How much, Andrew, if I could get it so you can burn it? "I wouldn't pay anything. I'd pay them to keep running it," he says. I guess, to him, it means he still matters. And I'd say things like mattering matter to him. I wonder: if Pamella Bordes (the former Miss India he dated before it was revealed she was a call-girl) was to phone and say, 'Hey, Andrew, I'm in town, let's have dinner,' would he go?

"She can't," he says. "There's a court order stopping her coming within 100 metres of me. It would have to be a big table. I have no regrets about that. In fact I regard myself as quite savvy for getting out after 12 weeks because she was the kind of woman men become besotted with and do really stupid things with.

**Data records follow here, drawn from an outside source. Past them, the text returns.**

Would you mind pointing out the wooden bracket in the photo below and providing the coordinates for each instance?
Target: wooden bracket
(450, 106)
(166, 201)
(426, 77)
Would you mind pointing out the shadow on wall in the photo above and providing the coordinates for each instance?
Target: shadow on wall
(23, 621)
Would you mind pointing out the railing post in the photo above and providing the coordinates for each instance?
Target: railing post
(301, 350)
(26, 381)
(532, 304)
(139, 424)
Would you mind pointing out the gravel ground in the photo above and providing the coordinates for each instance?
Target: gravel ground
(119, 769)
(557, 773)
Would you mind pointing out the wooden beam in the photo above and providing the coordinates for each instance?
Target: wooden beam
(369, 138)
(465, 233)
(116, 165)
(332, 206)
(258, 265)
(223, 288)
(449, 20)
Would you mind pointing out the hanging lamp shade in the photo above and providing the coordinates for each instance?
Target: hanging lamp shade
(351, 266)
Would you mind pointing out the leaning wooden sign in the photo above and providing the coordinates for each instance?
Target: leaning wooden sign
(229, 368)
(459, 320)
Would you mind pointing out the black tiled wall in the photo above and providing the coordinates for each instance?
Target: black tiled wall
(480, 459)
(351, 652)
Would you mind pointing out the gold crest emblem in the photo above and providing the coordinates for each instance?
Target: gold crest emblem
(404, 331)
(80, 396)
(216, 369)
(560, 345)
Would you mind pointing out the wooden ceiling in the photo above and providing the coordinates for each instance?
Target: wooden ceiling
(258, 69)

Whereas this was a fling that I ended to the detriment of several suits and shirts (she scissored them). I very much regret she turned out to be what she was, but that is all."

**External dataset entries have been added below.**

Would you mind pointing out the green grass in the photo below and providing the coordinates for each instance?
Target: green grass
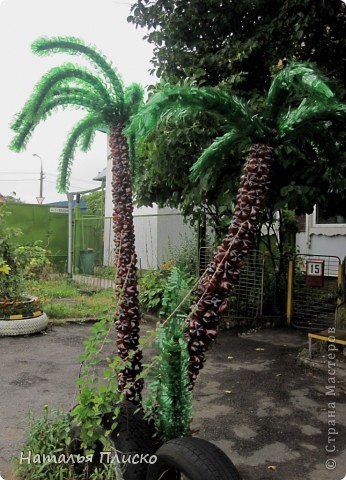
(62, 299)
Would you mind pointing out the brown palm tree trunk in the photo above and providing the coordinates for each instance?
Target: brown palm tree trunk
(127, 314)
(223, 272)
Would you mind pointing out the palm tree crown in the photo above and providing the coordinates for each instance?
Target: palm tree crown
(98, 90)
(300, 110)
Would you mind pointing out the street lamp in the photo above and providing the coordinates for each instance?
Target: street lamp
(41, 197)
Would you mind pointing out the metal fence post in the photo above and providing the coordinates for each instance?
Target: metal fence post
(290, 291)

Anyway, we are now off to Victoria, to his day job at The Business, in his chauffeur-driven Jaguar. We talk about papers. The FT needs more character. Never take on the Daily Mail. The Express is "living off a readership that's dying and dying". And The Independent has some fantastic journalists, Andrew? "Do they?"

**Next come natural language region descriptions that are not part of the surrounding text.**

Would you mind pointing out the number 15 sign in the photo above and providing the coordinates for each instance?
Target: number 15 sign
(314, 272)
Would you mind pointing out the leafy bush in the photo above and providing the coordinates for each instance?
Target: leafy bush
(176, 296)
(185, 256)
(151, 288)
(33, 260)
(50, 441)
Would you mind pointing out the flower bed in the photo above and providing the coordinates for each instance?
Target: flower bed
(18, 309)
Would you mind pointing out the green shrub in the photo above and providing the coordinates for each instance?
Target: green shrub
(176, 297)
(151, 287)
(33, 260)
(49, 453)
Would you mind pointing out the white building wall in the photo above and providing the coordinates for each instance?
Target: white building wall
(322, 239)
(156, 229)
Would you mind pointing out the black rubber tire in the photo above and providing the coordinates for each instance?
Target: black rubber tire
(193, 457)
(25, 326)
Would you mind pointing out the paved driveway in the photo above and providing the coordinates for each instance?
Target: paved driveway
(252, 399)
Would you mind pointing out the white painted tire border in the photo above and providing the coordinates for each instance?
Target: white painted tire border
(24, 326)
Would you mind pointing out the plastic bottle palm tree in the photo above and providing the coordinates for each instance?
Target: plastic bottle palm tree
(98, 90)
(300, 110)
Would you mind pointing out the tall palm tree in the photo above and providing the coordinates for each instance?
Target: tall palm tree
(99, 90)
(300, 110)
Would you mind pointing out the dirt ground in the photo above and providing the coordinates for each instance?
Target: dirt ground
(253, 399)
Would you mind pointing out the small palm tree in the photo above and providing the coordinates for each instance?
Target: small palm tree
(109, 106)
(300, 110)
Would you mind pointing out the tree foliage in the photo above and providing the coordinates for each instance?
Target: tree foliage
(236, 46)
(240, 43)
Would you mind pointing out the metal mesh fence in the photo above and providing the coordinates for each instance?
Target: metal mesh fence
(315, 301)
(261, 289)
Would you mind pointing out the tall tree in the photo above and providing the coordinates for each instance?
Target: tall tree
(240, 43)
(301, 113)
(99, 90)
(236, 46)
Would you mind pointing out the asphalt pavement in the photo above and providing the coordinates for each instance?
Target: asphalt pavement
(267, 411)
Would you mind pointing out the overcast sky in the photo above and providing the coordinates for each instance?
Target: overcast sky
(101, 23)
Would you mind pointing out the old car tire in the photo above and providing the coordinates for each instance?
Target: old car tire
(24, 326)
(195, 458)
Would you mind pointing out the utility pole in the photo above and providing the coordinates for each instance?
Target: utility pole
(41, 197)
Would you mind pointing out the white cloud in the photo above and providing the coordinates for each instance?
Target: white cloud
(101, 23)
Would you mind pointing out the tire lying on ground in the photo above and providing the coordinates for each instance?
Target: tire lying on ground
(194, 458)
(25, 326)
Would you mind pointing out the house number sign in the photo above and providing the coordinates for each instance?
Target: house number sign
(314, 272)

The car is lovely. Andrew has nice cars, nice suits (what's left) and is lavishly housed. He has three homes: London; New York; south of France. (Oh, that we might fall in love, and become Andrew and Debs, the new Conrad and Babs. More sucking up required).

OK, Andrew, as the current Daily Telegraph editor is a stand-in, why not do it yourself? "No, absolutely not," he says. "It's not because I wouldn't relish the challenge or because I don't think I could do it, but because the price of doing it would be to give up everything else you see me doing."

At The Business we go into his office, which you wouldn't know is Andrew's if it weren't for: the large, framed photo of Andrew with the Queen, the large, framed photo of Andrew with Cherie and a large, framed photo of Andrew in braces, Gordon Gecko-style for the dust-jacket of his 1996 autobiography, Full Disclosure.

He wrote it just after Rupert Murdoch had eased him out of his Sunday Times editor's seat with the promise of a high-profile job in US TV that never materialised. They haven't spoken since. OK, if Murdoch were to call right now to say: "Hey, I'm in town, lets have dinner," would he go? "Absolutely, I'd be there like a shot. But if he were to phone and say: "Andrew, I'd like you to come and work for me," I'd say: "Thanks, but no thanks. A lot of people leave Murdoch either still obsessed and in love with him, or they leave with: 'Bastard. I'm going to get him.' Both screw you up. So I was happy to walk away on equal terms ." I think what he is saying is that he was smart enough to wash that man right out of his hair. Or that hair.

I wonder about his out-of-work life. He appears to have occasional girlfriends, some that have even turned out not to be call-girls, but nothing that ever lasts too long. I don't think he has much room for that sort of thing. He may have a kind of Tramp-going, hinterland deficit. I ask if he ever feels lonely. No, he says. "Someone once said to me: 'You actually like your own company,' and I said, 'What, you mean no one else does?' Ha!"

We meet later that night for This Week. Andrew is dispatched to the same make-up lady, who is really, really earning her money today, some might say (but not me!) The show is great. Abbott and Portillo's body language is fascinating, as ever. Shirley Williams refuses to shut up. And Andrew? He only apologises 435 times for predicting, at Christmas, that Charles Kennedy would be gone by March.He doesn't hang around afterwards. He makes to shoot off. "What?" I complain, "We're not going for a jig in Trrrrrramp?" That's such an urban myth," he says. "I haven't been for at least fourrrrr years."

I don't think we will be the next Conrad and Babs. Unless, of course, we meet at a party - in which case we'll be pretty much stuck with each other whether we like it or not. I still don't think I'll be able to work out what's going on with the hair, though.